Um weiterzukommen, schloss Baidu eine Allianz. „Durch die Zusammenarbeit eines Digitalisierungskonzerns wie Baidu mit einem etablierten Automobilzulieferer wie ZF vereinen sich die Stärken beider, und zwar zum Wohle des Kunden“, erklärt Dr. Xing Yuan und ergänzt: „ZF ist für uns der perfekte Partner, der mit dem Supercomputer ZF ProAI ein exzellentes Produkt hat.“
Die ZF ProAI ist ein KI-fähiger Fahrzeugcomputer, der sich je nach Einsatzzweck, verfügbarer Hardware-Ausstattung und gewünschtem Automatisierungsgrad unterschiedlich konfigurieren lässt. Die ZF ProAI ist das erste Projekt aus einer im Jahr 2017 geschlossenen weiteren Kooperation mit dem Software-Konzern NVIDIA.

Hochpräzise und topaktuell

Vom Baum bis zur Brücke – fürs autonome Fahren müssen hochauflösende Karten einen Fingerabdruck der Straßen abbilden. Doch wie lassen sich alle Wegenetze weltweit erfassen?

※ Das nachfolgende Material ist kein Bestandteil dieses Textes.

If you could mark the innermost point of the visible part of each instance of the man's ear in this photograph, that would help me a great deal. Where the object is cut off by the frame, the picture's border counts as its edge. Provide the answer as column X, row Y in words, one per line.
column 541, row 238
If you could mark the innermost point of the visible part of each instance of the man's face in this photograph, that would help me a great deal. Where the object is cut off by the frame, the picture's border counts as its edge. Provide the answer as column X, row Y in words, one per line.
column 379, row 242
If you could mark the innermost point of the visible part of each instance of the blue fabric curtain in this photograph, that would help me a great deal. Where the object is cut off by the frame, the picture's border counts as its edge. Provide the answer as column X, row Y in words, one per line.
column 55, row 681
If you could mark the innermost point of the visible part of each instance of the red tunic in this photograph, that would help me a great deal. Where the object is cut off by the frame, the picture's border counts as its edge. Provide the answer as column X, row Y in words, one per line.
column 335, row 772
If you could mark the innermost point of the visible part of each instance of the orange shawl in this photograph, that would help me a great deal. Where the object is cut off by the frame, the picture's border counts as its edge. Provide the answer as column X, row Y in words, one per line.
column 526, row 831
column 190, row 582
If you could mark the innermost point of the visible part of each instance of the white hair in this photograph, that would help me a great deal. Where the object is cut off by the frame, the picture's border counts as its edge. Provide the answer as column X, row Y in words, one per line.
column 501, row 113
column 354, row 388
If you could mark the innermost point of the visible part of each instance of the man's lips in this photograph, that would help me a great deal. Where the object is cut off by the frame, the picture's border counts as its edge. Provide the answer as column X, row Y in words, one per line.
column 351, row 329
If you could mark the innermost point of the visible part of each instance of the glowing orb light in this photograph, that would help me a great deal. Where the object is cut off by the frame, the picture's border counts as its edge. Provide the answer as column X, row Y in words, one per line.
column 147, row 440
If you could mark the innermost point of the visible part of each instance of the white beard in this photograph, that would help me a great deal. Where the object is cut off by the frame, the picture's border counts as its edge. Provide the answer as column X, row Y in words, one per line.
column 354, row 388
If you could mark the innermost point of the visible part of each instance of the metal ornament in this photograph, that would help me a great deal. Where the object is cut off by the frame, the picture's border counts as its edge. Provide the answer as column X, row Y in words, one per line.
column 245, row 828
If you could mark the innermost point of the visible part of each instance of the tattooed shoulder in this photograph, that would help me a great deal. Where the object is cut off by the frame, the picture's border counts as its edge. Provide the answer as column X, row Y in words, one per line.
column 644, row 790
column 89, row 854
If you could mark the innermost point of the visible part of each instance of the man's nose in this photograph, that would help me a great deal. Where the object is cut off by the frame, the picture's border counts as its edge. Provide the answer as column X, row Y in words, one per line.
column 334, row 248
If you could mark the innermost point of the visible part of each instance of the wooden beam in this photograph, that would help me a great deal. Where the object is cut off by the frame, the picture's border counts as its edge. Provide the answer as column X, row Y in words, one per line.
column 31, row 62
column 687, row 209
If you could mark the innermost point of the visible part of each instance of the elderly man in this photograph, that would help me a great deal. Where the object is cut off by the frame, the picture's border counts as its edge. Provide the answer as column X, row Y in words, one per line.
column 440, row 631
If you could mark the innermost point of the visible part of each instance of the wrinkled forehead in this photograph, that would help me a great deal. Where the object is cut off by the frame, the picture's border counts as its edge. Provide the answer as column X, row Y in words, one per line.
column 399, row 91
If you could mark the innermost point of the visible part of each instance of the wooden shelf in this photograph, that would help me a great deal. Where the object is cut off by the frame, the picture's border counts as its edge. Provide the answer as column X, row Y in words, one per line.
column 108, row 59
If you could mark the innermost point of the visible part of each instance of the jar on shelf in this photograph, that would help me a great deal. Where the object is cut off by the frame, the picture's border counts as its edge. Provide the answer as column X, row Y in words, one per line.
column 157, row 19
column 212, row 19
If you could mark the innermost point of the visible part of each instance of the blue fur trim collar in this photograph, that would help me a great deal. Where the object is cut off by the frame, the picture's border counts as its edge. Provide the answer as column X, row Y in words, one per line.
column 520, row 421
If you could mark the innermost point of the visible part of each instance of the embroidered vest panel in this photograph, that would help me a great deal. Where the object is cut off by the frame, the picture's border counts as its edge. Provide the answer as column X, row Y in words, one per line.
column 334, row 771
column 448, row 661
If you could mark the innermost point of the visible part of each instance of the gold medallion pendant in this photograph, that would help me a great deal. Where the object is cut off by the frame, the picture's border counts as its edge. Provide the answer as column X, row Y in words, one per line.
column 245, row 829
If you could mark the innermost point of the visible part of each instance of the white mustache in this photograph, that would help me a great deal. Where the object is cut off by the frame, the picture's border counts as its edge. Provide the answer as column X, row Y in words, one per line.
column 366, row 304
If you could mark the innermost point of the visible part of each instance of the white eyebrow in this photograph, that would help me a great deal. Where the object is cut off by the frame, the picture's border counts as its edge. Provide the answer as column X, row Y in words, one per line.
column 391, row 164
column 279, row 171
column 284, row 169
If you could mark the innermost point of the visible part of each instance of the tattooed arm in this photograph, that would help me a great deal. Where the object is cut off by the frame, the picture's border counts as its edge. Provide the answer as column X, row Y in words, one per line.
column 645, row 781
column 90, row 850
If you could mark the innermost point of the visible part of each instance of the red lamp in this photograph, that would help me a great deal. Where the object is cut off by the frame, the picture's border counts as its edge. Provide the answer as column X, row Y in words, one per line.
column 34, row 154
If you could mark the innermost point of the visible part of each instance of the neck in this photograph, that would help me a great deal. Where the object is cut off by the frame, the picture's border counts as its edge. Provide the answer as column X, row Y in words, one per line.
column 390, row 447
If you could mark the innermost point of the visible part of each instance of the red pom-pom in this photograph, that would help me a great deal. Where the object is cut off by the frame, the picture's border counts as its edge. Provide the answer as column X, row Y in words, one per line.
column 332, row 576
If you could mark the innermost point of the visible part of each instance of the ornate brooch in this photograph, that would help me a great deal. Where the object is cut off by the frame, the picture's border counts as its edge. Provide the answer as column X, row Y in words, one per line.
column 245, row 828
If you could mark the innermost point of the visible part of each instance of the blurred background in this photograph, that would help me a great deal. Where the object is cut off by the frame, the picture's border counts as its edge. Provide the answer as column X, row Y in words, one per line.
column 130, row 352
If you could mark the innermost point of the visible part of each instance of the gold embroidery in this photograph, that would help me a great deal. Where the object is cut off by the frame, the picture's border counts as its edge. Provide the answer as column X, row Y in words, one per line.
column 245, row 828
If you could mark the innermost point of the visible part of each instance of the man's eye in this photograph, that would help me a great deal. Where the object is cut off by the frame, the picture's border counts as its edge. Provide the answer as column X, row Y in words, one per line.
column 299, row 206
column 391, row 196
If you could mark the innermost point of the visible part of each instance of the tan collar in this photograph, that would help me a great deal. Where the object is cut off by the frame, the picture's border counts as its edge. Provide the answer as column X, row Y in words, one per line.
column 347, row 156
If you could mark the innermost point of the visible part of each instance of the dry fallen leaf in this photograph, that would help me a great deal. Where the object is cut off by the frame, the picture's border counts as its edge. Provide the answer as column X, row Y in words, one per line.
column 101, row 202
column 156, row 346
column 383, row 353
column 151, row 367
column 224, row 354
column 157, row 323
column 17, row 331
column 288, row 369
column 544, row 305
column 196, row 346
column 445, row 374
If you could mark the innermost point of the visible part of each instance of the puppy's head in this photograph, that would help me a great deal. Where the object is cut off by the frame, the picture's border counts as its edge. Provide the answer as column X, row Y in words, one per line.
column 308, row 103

Testbetrieb im Sicherheitsmodus

Testbetrieb im Sicherheitsmodus

Elektrofahrzeuge des chinesischen Carsharing-Betreibers Pand Auto sind bereits mit der ZF-Baidu-Technologie im Testbetrieb unterwegs. Auch einige Autohersteller haben Anfang des Jahres bereits Lizenzen für die Durchführung von Straßentest mit autonomen Fahrzeugen in ausgewiesenen Gebieten von Shanghai und Peking erwerben können. Auch Shenzhen hat sich angeschlossen. Die Unternehmen müssen sich jedoch strikt an die lokalen Richtlinien der Städte halten. Shenzhen gibt beispielsweise vor, dass bei autonomen Testfahrten immer ein Fahrer und eine weitere Sicherheitsperson an Bord sein müssen. Vorläufig ist man im chinesischen Verkehrschaos also weiterhin auf die Wachsamkeit und Gelassenheit des Taxifahrers angewiesen.

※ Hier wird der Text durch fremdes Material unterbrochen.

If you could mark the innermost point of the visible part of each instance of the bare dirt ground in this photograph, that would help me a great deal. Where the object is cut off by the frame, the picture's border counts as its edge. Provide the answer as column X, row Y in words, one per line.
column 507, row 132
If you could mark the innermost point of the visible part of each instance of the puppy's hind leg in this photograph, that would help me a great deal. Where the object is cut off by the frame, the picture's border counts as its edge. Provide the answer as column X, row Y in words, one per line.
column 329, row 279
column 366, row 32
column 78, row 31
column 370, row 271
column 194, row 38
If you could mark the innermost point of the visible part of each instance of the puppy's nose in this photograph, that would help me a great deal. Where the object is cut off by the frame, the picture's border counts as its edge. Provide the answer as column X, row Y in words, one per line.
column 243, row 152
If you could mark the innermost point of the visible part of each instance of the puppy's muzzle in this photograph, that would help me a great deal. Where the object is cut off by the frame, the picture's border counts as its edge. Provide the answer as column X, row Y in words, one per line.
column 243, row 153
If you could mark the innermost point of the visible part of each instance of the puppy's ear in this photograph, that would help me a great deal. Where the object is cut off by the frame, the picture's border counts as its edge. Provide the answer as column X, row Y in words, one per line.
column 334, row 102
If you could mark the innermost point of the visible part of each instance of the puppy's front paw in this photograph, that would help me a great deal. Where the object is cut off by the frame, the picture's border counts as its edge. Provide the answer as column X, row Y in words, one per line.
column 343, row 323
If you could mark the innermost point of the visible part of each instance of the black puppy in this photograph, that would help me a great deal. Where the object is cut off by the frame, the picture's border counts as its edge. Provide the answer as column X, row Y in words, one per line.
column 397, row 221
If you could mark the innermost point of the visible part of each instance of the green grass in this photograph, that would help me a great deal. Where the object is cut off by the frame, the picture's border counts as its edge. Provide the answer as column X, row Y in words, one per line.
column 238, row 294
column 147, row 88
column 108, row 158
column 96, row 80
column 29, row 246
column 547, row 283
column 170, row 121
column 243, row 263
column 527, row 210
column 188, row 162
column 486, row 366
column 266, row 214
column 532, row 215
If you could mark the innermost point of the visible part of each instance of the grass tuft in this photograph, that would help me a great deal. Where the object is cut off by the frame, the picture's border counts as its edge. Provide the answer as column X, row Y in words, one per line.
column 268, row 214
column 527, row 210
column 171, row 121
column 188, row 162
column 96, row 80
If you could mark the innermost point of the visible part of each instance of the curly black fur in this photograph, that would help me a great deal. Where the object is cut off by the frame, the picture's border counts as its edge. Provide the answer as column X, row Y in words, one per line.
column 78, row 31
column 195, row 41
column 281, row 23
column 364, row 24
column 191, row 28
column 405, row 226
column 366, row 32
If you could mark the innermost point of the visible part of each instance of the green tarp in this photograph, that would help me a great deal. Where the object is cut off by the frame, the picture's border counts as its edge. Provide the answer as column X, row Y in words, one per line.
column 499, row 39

In Kürze: China ist ein Meister der Digitalisierung. Mit Hochdruck arbeiten dessen große Technologie-Unternehmen an Zukunftsthemen und treiben Innovationen rasch voran. Besonders im Fokus: die künstliche Intelligenz, vor allem beim autonomen Fahren. Mit dabei ist der chinesische Technologie-Gigant Baidu. ZF hat sich mit Baidu zusammengetan, um die Entwicklung autonomer Fahrkonzepte voranzutreiben. Dies passierte im September 2017 mit dem von Baidu gestarteten „Project Apollo“, eine offene Entwicklungsplattform, auf der sich schnell Systeme zum autonomen Fahren aufbauen lassen.